Jake immediately began undergoing acupuncture and chiropractic treatment to relieve the pain and balance his body, enabling him to perform his duties more efficiently. Schaefer also recommended dietary supplements.

“The result has been amazing,” says Healy. “He moves and acts like an 8-year-old. He demands a walk every evening of a third or half mile, easily hikes with us for a mile or more, jumps in and out of the back seat of the car unassisted and most recently has taken to chasing rabbits.”

Jake has retired as an active service dog but is enjoying the liberties of just being a dog and Healy’s “buddy.”

Chilly’s hind leg is put through a passive range-of-motion test by Schaefer.
Chilly’s hind leg is put through a passive range-of-motion test by Schaefer.

Lang, when asked what Schaefer’s expertise means to her, replied, “A sense of relief and confidence. I have complete trust in her. I appreciate having complementary treatments that don’t conflict with, or contradict, those offered by traditional veterinary medicine.”

October seminar

Dr. Patti Schaefer will conduct a conditioning and structure seminar from 9 a.m.-5 p.m. Oct. 12 at Family Dog Training Center.
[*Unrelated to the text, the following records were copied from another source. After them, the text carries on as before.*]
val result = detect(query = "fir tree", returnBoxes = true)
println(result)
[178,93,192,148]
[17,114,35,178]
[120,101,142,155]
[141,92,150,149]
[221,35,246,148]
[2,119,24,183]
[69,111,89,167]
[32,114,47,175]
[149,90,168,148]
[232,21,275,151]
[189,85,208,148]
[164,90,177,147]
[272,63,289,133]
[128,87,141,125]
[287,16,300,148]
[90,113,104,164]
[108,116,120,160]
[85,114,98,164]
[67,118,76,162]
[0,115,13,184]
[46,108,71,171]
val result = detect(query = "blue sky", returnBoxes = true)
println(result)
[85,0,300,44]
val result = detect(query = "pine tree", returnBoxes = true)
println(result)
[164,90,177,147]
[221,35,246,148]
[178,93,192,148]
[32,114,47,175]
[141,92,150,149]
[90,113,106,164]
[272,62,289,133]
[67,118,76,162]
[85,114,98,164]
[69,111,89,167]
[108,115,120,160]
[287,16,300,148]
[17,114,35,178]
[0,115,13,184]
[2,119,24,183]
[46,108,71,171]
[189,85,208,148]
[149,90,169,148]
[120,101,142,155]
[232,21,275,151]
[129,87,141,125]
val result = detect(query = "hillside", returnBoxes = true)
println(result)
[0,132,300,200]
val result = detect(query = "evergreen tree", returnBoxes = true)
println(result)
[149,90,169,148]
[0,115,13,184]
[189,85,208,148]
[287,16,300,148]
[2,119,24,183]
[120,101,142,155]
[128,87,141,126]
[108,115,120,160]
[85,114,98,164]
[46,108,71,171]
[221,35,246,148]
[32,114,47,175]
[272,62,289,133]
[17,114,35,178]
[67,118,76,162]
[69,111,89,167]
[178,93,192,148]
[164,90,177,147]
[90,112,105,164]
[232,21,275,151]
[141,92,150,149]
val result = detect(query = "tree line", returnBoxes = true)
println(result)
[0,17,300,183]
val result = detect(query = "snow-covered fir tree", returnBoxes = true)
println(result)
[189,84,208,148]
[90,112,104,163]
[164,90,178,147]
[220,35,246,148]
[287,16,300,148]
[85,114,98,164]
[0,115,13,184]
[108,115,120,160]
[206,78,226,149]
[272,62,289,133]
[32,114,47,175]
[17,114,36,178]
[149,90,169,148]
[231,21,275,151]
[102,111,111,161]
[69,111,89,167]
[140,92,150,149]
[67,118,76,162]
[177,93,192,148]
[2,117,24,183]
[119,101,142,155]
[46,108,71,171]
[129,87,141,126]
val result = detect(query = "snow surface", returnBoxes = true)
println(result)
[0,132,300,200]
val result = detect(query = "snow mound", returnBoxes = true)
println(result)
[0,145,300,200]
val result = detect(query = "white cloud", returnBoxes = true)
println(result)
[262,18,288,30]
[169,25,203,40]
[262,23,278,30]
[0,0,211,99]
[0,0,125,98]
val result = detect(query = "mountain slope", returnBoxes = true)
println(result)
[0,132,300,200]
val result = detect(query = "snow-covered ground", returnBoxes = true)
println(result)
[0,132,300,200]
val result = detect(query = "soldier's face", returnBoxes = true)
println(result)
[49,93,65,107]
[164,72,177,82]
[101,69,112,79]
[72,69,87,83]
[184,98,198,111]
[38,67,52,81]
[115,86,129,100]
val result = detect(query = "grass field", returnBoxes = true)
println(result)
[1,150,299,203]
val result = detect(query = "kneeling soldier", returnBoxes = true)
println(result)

Participants will learn how to evaluate gait, movement and structure through demonstrations, videos and/or hands-on examples with pre-selected demonstration dogs. Following the discussion and demonstration on structure, Dr. Schaefer will take participants attending with their dogs through her system of warming up prior to, and cooling down after, each performance. She will teach and demonstrate a number of flexibility, strengthening and cardiovascular exercises that will help make your pet and companion healthier, and aid your dog’s ability to perform at its best.

The seminar fee is $85 for participants with dogs (one dog per handler, maximum of 20 dogs) or $65 for those auditing without dogs.